WhatsApp now has more users than any other similar app, including Facebook Messenger, and has become an alternative to text messaging for many people around the world. But Facebook is hoping it can be much more.
In previous earnings calls with investors, Facebook founder and CEO Mark Zuckerberg said he expects WhatsApp to contribute to the company's bottom line, but not until it reaches roughly a billion users. With Tuesday's announcement, the billion-user mark may soon be approaching.
WhatsApp gained 300 million users in about one year. It took Facebook roughly a year and a half to climb from 400 million to 700 million users, though that was in 2010 and 2011 before a massive shift by users to smartphones.
But Facebook revealed last year that WhatsApp lost about $230 million in the first half of last year on revenue of about $15 million. Unlike Facebook, which makes the bulk of its revenue from advertising, WhatsApp offers 99-cent annual subscriptions after a free first year. WhatsApp co-founder Jan Koum had said the company scaled back efforts to make money after Facebook agreed to acquire the company last February.

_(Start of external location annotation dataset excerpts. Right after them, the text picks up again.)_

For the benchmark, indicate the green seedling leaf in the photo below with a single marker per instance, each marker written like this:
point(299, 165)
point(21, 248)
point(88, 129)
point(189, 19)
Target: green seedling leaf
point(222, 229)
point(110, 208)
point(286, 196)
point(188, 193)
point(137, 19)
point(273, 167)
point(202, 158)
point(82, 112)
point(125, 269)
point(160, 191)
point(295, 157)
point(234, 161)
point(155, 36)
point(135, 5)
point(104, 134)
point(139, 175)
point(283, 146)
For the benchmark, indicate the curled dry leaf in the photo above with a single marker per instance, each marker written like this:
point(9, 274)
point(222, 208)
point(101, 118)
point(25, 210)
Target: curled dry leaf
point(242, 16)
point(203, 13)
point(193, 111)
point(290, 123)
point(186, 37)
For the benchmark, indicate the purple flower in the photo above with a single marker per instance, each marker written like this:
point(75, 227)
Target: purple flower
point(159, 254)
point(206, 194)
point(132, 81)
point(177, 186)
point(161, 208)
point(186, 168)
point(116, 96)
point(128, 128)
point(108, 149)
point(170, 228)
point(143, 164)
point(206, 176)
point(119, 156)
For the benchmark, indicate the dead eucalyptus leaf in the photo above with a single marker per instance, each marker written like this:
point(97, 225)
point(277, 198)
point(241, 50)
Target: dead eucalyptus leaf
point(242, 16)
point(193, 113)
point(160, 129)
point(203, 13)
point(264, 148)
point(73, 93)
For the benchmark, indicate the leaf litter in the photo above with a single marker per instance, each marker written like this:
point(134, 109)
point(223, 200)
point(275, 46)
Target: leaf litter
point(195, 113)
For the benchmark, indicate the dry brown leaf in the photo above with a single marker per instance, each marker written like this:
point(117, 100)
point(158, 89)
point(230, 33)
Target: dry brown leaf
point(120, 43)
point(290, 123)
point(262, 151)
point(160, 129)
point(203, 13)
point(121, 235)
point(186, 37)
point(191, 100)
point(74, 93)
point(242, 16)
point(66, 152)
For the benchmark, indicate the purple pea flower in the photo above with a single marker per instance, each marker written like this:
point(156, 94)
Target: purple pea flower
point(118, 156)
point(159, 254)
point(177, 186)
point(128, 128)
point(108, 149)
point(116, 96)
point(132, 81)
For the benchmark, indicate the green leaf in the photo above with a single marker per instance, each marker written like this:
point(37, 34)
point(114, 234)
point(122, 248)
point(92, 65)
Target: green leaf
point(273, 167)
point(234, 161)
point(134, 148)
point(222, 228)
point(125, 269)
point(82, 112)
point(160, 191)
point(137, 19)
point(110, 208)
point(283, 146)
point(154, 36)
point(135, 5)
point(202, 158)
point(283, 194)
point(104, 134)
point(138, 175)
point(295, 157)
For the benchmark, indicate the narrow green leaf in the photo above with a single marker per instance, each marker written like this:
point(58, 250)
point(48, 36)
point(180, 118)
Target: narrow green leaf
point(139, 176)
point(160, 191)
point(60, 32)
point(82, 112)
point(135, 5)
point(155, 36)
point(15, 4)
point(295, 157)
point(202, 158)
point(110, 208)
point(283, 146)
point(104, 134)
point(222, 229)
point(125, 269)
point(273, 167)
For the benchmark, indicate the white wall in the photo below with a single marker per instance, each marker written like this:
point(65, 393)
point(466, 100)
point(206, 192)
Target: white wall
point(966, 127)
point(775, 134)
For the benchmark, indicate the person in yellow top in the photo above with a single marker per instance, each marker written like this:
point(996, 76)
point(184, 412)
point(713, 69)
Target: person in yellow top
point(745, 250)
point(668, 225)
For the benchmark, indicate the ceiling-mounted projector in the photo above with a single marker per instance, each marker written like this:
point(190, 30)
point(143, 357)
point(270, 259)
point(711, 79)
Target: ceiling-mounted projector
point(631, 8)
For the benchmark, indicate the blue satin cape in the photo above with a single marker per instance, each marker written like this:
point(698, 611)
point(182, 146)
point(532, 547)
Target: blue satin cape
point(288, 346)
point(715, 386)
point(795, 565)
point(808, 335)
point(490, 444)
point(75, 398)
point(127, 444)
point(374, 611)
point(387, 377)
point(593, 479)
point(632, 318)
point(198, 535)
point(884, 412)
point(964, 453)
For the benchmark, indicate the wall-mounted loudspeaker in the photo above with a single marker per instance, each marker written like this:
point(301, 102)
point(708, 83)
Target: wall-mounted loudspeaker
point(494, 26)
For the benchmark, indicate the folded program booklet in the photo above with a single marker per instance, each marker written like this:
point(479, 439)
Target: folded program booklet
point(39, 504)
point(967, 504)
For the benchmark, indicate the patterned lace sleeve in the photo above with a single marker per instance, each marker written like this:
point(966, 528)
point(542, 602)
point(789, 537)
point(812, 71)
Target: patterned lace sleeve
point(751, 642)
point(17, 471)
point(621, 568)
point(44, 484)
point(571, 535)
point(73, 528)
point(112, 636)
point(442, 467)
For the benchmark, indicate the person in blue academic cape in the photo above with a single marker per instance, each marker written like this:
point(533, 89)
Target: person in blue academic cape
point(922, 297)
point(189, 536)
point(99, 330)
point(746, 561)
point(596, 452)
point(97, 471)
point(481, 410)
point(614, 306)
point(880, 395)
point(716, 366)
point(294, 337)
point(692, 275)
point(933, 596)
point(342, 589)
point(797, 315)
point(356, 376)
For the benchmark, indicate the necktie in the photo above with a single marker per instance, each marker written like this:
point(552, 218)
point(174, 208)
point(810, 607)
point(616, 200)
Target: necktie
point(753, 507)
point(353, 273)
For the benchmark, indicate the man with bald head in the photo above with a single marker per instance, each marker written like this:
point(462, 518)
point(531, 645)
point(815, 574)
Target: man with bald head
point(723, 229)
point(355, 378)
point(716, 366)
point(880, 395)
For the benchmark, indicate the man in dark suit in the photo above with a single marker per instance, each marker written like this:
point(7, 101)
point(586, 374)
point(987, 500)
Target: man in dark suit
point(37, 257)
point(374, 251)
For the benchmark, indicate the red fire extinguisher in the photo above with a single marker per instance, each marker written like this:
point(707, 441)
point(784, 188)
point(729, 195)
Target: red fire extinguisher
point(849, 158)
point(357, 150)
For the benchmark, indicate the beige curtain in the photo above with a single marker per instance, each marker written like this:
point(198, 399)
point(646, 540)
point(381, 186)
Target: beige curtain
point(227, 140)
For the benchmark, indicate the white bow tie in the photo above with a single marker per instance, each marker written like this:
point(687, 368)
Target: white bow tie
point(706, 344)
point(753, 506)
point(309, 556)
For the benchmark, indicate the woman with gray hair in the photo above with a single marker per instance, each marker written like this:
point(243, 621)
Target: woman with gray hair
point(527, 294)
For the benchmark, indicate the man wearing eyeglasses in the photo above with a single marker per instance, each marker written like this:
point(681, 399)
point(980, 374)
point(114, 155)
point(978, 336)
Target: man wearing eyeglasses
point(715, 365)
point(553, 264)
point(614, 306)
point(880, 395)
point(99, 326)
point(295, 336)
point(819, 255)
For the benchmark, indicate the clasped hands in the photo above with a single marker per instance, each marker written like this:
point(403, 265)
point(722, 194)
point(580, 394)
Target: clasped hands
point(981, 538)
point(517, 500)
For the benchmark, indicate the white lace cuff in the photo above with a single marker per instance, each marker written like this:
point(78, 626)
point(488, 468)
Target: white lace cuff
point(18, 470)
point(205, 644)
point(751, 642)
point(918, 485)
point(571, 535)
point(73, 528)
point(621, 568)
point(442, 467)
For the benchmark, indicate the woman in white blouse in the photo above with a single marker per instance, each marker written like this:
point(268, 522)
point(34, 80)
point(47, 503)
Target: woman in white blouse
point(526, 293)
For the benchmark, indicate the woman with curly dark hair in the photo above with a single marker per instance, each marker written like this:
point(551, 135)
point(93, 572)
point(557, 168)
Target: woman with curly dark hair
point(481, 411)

In the U.S., messaging apps haven't caught on as wildly as they have internationally, in part because American cell phone plans often include unlimited text messaging. Overseas, WhatsApp faces a sea of worthy competitors. There's China's WeChat, South Korea's KakaoTalk, Japan's Line and, of course, Snapchat in the U.S.
The popularity of those apps varies by country, according to mobile-analytics company Mobidia ,which put together a nifty chart for Digits back in February. Russians love their Kakao Talk. Japan, not surprisingly, prefers to text on Line. Indonesia hearts Blackberry Messenger. Indians, though, are huge on WhatsApp.